Kepadatan penduduk yang tidak seimbang dengan luas wilayah memunculkan slum area dengan segala problem kesehatan masyarakatnya. Sementara ditingkat rumah tangga, kepadatan hunian rumah berpotensi melebihi syarat yang telah ditentukan. Ukuran kepadatan hunian rumah ini antara lain bisa dilihat dari kepadatan hunian ruang tidur.
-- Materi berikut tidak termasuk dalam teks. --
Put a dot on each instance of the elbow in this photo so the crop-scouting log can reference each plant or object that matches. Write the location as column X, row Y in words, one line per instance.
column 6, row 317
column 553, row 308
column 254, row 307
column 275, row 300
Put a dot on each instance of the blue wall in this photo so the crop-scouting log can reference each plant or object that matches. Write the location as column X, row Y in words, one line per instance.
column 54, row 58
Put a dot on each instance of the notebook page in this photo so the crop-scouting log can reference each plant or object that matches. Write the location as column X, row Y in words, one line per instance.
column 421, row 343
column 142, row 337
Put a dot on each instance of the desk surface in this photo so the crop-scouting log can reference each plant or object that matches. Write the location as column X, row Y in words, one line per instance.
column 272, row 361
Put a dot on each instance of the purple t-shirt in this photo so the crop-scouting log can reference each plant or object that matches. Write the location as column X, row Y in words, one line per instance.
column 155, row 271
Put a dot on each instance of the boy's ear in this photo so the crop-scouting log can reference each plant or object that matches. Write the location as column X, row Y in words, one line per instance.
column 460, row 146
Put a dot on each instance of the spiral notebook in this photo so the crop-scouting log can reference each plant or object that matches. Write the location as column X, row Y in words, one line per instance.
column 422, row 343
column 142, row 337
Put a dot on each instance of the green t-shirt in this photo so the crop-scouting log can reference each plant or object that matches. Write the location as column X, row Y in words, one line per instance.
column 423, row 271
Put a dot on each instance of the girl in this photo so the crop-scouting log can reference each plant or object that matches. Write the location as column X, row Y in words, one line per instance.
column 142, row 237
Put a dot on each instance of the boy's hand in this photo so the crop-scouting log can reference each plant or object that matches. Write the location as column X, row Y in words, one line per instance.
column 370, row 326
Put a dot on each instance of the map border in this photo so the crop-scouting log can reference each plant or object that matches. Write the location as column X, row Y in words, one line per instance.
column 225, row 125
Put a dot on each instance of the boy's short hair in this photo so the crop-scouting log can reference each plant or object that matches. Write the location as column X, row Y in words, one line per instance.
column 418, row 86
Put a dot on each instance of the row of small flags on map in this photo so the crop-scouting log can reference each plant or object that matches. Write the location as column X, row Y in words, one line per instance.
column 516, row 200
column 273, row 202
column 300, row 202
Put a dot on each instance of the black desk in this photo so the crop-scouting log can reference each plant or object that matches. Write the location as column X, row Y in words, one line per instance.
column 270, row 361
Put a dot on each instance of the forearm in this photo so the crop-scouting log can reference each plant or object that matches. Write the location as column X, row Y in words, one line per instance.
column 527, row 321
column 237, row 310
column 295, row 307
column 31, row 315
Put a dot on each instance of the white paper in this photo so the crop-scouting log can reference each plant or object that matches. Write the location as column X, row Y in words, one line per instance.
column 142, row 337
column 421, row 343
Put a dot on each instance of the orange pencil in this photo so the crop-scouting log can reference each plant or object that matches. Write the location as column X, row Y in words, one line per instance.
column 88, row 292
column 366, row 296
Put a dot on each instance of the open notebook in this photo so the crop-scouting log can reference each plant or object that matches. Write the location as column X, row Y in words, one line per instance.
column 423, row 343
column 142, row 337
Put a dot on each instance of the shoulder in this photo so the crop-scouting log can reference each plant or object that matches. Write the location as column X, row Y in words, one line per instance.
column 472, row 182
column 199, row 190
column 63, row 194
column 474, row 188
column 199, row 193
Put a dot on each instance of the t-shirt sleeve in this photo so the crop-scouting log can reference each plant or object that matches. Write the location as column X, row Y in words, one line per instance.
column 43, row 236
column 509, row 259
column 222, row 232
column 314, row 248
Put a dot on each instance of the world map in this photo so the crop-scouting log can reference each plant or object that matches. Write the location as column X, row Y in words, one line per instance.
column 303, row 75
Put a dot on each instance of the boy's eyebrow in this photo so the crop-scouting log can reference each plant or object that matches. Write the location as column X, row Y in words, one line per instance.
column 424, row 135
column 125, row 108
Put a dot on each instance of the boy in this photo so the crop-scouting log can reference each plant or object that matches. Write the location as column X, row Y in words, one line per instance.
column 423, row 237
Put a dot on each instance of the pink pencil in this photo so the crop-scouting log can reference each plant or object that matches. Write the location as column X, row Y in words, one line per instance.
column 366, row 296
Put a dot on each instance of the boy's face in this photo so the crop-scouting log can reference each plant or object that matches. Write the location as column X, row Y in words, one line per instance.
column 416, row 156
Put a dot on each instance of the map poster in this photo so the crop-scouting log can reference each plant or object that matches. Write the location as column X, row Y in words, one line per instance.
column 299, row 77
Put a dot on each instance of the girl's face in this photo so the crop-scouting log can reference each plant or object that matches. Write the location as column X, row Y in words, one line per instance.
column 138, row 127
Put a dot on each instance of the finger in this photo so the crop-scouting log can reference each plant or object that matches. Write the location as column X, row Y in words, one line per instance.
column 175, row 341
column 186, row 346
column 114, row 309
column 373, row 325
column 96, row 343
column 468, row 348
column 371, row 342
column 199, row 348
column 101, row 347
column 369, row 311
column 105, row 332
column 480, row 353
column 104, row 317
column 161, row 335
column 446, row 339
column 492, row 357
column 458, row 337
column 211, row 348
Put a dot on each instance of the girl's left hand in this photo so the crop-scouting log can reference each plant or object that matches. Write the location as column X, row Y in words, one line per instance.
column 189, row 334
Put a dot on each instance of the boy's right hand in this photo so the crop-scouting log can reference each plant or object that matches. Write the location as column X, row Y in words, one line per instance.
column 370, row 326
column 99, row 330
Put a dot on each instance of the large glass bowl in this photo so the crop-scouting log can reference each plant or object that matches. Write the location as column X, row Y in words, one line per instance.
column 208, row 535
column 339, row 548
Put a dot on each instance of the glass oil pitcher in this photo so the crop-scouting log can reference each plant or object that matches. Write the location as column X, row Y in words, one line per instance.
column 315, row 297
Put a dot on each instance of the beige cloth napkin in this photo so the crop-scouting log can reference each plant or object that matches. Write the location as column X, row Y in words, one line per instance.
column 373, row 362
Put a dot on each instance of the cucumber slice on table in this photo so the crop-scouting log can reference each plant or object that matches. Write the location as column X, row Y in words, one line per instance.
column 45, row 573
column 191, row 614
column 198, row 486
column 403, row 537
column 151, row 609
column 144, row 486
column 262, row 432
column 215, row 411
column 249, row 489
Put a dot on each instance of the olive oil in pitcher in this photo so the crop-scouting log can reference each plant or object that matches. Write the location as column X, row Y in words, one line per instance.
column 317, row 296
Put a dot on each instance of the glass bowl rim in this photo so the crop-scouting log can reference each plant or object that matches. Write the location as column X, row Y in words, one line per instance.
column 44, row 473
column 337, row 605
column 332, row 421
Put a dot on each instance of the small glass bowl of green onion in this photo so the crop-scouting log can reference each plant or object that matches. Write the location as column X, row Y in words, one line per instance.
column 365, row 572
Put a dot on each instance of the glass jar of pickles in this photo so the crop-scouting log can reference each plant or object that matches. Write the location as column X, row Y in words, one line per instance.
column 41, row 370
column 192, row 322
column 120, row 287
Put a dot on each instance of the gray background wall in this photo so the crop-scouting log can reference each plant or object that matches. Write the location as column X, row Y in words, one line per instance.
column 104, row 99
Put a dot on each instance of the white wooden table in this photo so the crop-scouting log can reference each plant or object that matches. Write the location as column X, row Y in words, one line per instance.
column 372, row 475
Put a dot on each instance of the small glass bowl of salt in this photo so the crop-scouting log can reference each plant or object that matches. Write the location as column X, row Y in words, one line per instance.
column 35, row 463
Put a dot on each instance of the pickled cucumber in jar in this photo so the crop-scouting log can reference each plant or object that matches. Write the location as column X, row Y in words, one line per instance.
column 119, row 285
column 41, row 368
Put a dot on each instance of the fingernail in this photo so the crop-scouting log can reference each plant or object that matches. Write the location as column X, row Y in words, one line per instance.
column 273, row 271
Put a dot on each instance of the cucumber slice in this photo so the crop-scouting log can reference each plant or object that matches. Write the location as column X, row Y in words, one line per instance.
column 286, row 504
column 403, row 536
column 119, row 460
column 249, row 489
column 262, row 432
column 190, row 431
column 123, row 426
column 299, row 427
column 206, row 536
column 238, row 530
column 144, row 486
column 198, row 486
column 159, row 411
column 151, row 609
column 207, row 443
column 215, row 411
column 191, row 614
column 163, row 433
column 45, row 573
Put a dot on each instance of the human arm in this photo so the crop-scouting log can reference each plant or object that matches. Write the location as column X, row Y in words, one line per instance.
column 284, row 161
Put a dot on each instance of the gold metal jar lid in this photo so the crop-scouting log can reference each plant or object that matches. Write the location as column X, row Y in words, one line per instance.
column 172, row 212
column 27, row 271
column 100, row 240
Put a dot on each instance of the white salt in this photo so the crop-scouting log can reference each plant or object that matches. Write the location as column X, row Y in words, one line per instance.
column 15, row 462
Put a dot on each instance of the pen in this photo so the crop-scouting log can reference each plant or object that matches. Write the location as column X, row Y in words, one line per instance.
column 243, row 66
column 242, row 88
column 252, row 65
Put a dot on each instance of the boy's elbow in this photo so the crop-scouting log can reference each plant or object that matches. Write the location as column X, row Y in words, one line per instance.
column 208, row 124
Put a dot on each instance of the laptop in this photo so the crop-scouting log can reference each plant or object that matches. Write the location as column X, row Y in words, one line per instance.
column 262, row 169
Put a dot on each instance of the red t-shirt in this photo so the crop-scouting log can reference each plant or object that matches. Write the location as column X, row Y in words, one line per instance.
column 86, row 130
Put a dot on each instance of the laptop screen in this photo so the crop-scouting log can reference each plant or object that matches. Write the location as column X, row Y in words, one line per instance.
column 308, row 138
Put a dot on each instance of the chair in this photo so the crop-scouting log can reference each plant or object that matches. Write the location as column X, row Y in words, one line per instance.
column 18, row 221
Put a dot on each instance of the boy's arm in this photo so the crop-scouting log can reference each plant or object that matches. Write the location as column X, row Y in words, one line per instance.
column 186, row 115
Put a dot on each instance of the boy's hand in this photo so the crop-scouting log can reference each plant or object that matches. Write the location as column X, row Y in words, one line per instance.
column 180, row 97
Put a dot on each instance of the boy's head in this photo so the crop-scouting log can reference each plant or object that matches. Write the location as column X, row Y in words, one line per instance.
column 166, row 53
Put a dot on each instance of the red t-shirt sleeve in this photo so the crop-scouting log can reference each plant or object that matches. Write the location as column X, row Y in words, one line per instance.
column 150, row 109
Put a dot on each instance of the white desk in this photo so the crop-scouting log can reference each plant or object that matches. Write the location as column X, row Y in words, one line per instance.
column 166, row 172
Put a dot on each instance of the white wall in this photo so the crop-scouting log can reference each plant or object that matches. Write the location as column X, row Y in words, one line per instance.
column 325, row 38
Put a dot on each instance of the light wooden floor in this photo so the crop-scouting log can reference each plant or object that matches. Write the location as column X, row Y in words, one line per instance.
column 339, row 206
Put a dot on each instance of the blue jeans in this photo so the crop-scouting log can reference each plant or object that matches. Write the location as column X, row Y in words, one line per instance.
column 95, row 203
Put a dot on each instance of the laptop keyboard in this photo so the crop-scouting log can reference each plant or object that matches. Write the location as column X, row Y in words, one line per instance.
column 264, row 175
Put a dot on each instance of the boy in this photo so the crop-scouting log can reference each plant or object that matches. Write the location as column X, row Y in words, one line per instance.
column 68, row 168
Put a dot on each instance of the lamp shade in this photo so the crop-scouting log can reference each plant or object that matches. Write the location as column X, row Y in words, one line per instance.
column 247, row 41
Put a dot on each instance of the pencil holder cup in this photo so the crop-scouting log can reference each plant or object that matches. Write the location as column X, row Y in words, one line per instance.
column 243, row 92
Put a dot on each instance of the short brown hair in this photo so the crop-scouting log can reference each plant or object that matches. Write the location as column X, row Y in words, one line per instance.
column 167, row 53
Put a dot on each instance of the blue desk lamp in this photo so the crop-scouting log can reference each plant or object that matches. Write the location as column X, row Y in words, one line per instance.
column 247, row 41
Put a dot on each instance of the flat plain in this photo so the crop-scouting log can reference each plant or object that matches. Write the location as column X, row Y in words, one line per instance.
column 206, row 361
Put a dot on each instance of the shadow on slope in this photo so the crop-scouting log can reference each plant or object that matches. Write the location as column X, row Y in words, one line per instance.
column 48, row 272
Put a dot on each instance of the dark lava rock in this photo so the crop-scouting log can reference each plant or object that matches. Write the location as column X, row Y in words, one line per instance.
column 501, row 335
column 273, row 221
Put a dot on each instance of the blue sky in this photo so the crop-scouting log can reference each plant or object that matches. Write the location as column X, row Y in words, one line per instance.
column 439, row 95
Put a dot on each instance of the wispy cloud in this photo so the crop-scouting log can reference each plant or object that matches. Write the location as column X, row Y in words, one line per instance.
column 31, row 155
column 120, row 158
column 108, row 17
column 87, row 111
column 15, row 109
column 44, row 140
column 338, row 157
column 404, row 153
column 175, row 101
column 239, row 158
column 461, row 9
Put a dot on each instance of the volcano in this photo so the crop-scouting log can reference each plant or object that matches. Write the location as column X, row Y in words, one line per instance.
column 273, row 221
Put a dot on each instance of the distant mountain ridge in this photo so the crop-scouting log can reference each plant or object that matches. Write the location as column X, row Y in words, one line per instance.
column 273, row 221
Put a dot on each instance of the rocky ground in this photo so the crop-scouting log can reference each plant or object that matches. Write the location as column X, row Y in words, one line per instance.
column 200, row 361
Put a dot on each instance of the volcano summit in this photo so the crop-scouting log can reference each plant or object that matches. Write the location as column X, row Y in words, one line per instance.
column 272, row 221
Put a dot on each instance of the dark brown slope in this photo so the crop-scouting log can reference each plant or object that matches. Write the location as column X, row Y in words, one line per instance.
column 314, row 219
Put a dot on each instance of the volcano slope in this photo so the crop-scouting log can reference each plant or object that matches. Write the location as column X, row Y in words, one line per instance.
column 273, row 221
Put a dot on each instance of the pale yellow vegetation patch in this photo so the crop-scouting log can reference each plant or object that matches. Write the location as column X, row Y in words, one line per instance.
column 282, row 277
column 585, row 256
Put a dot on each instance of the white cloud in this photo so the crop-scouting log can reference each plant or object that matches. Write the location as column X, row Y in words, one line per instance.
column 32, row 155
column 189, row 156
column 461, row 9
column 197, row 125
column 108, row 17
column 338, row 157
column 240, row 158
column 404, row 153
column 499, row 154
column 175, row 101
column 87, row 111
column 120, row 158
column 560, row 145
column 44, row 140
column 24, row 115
Standar yang dipersyaratkan sesuai Kepmenkes RI No. 829/MENKES/SK/VII/1999 tentang Persyaratan Kesehatan Perumahan, luas ruang tidur minimal 8 meter persegi dan tidak dianjurkan digunakan oleh lebih dari 2 orang tidur dalam satu ruang tidur, kecuali anak dibawah umur 5 tahun.
Sedangkan standar luas ventilasi minimal 10% dari luas lantai dan sebaiknya udara yang masuk adalah udara segar dan bersih. Selain aspek tersebut, persyaratan rumah sehat lain adalah pencahayaan alami, yang berfungsi sebagai penerangan juga mengurangi kelembaban ruangan, serta membunuh kuman penyakit karena sinar ultra violet yang berasal dari cahaya matahari.
Selain faktor kepadatan hunian, mobilitas penduduk yang tinggi juga berpotensi meningkatkan resiko kejadian difteri. Moblitas tinggi meningkatkan resiko kemungkinan membawa bibit penyakit dari satu daerah ke daerah lainnya.
Interaksi Faktor Penyebab, Host dan Lingkungan
Interaksi antara faktor penyebab, host dan lingkungan adalah keadaan yang saling mempengaruhi dalam menimbulkan suatu penyakit, Sesuai teori John Gordon suatu penyakit dapat timbul karena terjadi ketidak seimbangan antara penyebab penyakit dengan host, ketidak seimbangan mana bergantung pada sifat alami dan karakteristik dari faktor penyebab dan host baik secara individu maupun kelompok dan karakteristik faktor penyebab dan host berikut interaksinya secara langsung berhubungan dengan dan tergantung pada keadaan alami dari lingkungan sosial, fisik, ekonomi dan biologis. Terjadinya penyakit difteri juga disebabkan adanya perubahan keseimbangan yaitu adanya perubahan pada faktor host, misalnya bertambahnya jumlah orang yang rentan terhadap Corynebacterium diphtheria. Kerentanan dipengaruhi oleh berbagai faktor seperti status imunisasi, status gizi, faktor sosial ekonomi dan perilaku host.